Indeed, the Constitution specifically gives Congress the authority to regulate foreign trade, and in the original design of how our Federal government was to be financed, it was almost entirely by tariffs and excise taxes with no other source of government income.  That is why it was necessary to amend the Constitution in 1913 for the federal government to be permitted to impose an income tax.  The express intention of the Founders' design for funding government through import taxes was to encourage the growth of American manufacturing and industry.

This strong belief in protectionism also motivated Lincoln, who said:

Give us a protective tariff, and we will have the greatest nation on earth.

He did just that - and sure enough, that was the result.

The point isn't that we don't want to trade with other nations - we do.  The point isn't even that we only want to trade from a position of overwhelming advantage, though that's nice when it's possible.

The problem is that "trade," by definition, means stuff moving in both directions.  If all we're doing is shipping money over and not shipping them anything we actually produce, it's neither free nor fair.

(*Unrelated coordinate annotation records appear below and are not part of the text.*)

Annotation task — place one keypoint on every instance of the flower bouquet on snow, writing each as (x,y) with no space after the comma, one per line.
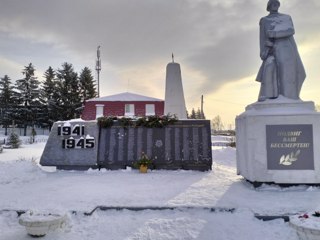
(143,163)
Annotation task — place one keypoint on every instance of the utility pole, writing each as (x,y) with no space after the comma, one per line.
(98,69)
(202,115)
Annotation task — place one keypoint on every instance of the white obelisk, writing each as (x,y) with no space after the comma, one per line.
(174,102)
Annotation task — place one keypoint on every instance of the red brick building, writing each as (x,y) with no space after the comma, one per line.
(123,104)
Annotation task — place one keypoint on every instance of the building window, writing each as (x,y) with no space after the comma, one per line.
(99,110)
(150,109)
(129,110)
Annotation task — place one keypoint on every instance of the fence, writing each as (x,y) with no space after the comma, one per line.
(20,131)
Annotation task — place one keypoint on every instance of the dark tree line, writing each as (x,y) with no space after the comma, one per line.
(196,114)
(29,102)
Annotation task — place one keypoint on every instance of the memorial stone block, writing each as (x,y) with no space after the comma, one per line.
(185,144)
(72,145)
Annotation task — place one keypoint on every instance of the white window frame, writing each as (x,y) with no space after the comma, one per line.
(129,109)
(150,109)
(99,110)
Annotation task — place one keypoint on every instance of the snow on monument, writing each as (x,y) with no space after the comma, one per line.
(174,97)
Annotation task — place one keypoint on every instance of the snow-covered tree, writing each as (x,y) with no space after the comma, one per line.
(50,98)
(13,140)
(28,93)
(7,101)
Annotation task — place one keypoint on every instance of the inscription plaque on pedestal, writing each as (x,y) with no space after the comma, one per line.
(183,145)
(290,147)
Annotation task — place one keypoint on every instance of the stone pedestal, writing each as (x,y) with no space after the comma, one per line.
(277,142)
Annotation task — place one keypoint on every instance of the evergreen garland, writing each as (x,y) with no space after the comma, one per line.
(14,140)
(147,121)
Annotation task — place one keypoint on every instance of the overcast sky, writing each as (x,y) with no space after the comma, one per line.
(216,43)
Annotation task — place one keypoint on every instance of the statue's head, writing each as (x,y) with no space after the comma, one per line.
(273,5)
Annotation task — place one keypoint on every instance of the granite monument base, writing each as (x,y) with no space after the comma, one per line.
(276,142)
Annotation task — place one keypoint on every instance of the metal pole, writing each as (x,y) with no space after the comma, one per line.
(98,69)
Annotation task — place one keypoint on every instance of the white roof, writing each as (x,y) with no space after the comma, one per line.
(124,97)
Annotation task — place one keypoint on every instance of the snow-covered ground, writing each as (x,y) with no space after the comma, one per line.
(24,185)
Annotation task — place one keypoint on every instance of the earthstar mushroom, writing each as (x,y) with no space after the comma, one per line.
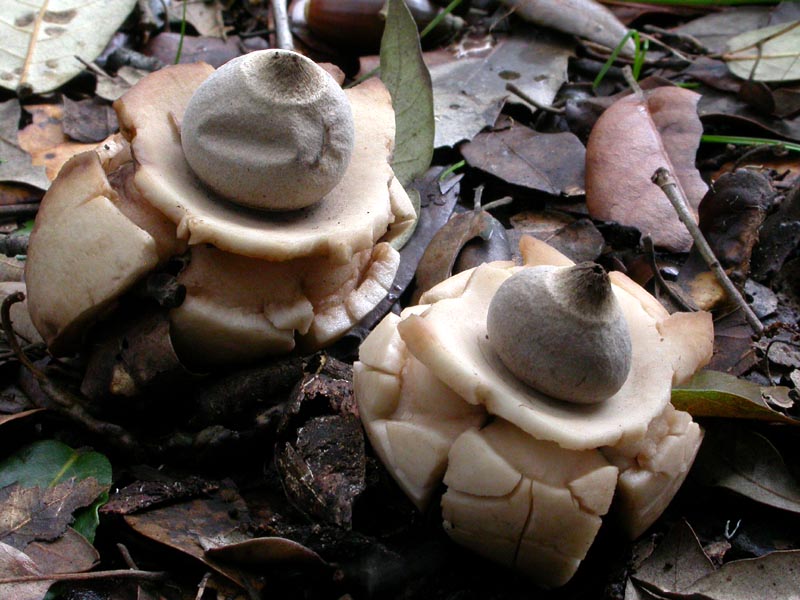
(542,314)
(529,477)
(258,282)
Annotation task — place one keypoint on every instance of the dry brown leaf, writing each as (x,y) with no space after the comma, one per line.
(584,18)
(15,163)
(45,140)
(549,162)
(32,513)
(14,563)
(635,136)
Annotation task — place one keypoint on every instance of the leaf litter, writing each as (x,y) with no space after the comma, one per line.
(275,487)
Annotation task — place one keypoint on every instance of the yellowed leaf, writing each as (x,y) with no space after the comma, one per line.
(41,39)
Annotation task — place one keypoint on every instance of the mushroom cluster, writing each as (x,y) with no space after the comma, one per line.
(537,394)
(271,182)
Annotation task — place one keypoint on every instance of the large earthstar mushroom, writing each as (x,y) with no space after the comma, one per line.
(273,179)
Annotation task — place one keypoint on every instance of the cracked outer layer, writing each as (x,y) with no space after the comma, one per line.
(529,489)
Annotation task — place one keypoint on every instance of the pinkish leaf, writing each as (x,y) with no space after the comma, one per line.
(631,139)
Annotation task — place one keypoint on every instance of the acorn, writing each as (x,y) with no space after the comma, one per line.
(561,331)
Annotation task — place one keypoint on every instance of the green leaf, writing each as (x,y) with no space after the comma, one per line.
(745,462)
(407,78)
(47,463)
(715,394)
(767,54)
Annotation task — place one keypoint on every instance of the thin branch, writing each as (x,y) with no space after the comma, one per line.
(114,574)
(663,179)
(283,35)
(11,337)
(660,281)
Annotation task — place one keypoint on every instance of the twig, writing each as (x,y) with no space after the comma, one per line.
(201,587)
(663,179)
(24,209)
(627,72)
(518,92)
(114,574)
(661,283)
(126,556)
(283,35)
(11,337)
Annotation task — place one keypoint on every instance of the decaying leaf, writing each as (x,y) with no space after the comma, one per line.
(34,513)
(69,553)
(112,88)
(265,551)
(42,38)
(766,54)
(15,563)
(715,394)
(321,459)
(44,139)
(89,121)
(584,18)
(680,569)
(132,356)
(716,28)
(469,88)
(143,494)
(15,163)
(439,260)
(188,526)
(407,78)
(678,561)
(745,462)
(780,235)
(635,136)
(547,162)
(438,198)
(730,214)
(774,575)
(20,415)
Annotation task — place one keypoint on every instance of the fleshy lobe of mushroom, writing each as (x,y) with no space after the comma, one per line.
(263,123)
(314,272)
(72,278)
(510,483)
(352,217)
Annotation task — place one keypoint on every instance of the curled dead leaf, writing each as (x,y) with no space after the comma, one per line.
(635,136)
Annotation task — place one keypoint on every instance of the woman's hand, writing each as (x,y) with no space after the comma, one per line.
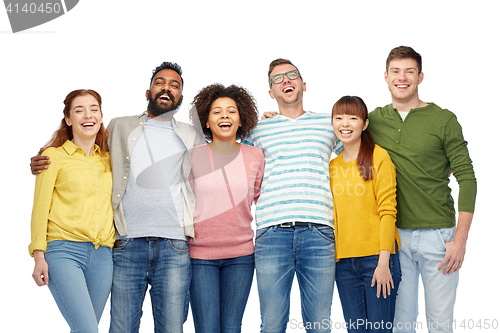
(382,275)
(41,270)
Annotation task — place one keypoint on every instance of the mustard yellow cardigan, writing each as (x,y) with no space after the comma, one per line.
(365,211)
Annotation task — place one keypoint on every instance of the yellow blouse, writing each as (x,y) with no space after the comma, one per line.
(73,199)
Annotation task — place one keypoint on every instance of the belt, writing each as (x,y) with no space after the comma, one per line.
(298,224)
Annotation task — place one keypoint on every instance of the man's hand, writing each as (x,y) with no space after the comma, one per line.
(455,250)
(454,258)
(39,162)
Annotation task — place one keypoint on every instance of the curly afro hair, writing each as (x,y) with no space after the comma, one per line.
(245,102)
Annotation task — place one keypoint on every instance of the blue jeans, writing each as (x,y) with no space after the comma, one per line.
(422,250)
(363,311)
(280,253)
(219,293)
(164,265)
(79,280)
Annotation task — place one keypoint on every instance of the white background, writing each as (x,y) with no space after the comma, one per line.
(340,48)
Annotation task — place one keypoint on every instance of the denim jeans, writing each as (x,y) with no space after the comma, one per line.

But Ted Cruz is equally correct when he points out that a 45% tariff will raise the cost of virtually everything normal Americans buy.  Take Wal-Mart - practically everything sold there comes from China.  What happens the day after Mr. Trump's tariff is passed and all the prices in Wal-Mart jump up by nearly half?

Mr. Trump's argument is that this massive price rise will make it economical for American factories to reopen and make things here like we used to.  How long is that going to take?  Most of our old factories were torn down long ago, and we have very few experienced manufacturing workers left.

Then there's the frustrations of modern environmental regulations which didn't exist in the glory days of the Great Arsenal of Democracy.  It takes years and years to get even the cleanest of factories approved and built, and for all that time we'd be stuck paying 50% more for everything we buy.  How could that not cripple the economy?

Mr. Trump and Mr. Cruz seemed to be in profound disagreement, but that was an illusion.  They were both completely right, there were no lies involved, and any successful trade policy needs to address both of their points.

That's the truth!  They are in vehement agreement!  Now they just need to calm down and realize that, in a more civil tone of voice.